A new study has recently revealed that incessant disappearance of species on Earth could lead to sixth mass extinction within 100 years.
The study found that 41 per cent of all amphibian species are threatened with extinction, the highest at risk group. A more modest, but still alarming, 26 per cent of mammal species and 13 per cent of bird species are also threatened, the Independent reported.
Habitat loss and degradation, as well as specific human activity such as hunting pose a significant hazard to wildlife sustainability and these pressures are only increasing. Similarly, it was thought that climate change will accelerate the rate of extinctions in the future.

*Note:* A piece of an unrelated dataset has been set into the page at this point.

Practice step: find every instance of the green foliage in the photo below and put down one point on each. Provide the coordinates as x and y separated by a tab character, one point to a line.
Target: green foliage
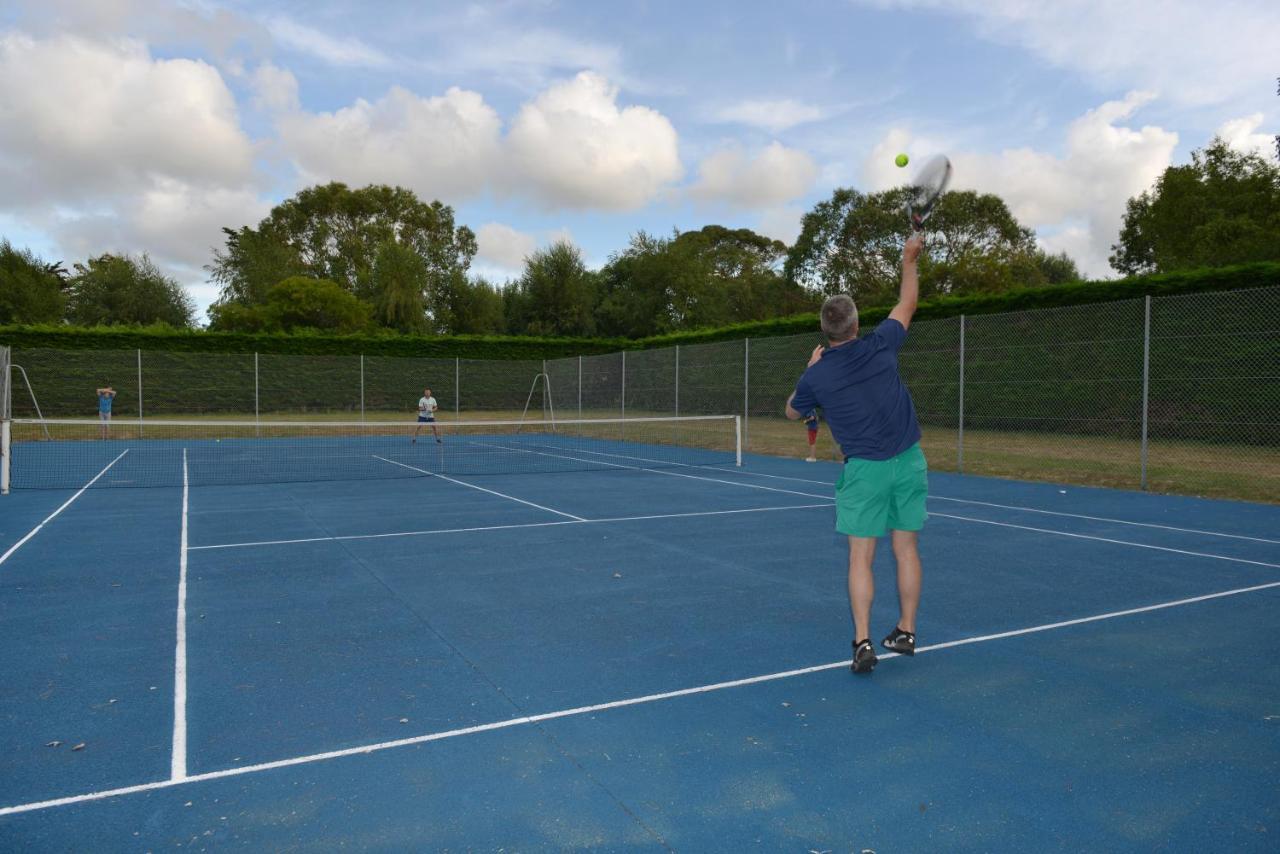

Current estimates assumed that the rate of extinction was anything from 0.01 per cent to 0.7 per cent of all existing species each year. If this were to continue it would constitute a mass extinction, defined as a loss of 75 per cent of species, in the next few hundred years.

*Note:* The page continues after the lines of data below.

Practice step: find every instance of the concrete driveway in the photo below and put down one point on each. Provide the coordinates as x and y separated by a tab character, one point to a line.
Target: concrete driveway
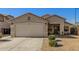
21	44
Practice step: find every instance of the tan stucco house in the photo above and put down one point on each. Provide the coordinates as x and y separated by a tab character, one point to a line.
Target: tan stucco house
5	21
35	26
57	24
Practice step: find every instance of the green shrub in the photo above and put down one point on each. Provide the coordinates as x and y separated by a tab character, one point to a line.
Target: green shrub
51	37
52	43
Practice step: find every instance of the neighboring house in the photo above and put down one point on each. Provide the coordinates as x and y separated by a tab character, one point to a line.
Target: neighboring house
5	21
31	25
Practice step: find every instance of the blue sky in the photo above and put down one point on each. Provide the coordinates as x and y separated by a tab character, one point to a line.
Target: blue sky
68	13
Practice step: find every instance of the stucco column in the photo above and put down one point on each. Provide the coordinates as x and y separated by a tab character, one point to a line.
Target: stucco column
13	30
61	29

It's not a new trend. Over the past 3.5 billion years more than 95 per cent of all species that have populated the earth have died off.
The most recent Red List of Threatened Species, compiled by the International Union for Conservation of Nature, counts around 46,000 critically endangered species, but it was thought that more species could be at risk.
A major problem in trying to assess the risk to species was the lack of knowledge about how many types of animals there are on the planet. Estimates of the number of species of animals, plants and fungi on earth vary from 2 million to more than 50 million. And very little has been known about certain groups such as insects and fish.
The study is published in journal Nature.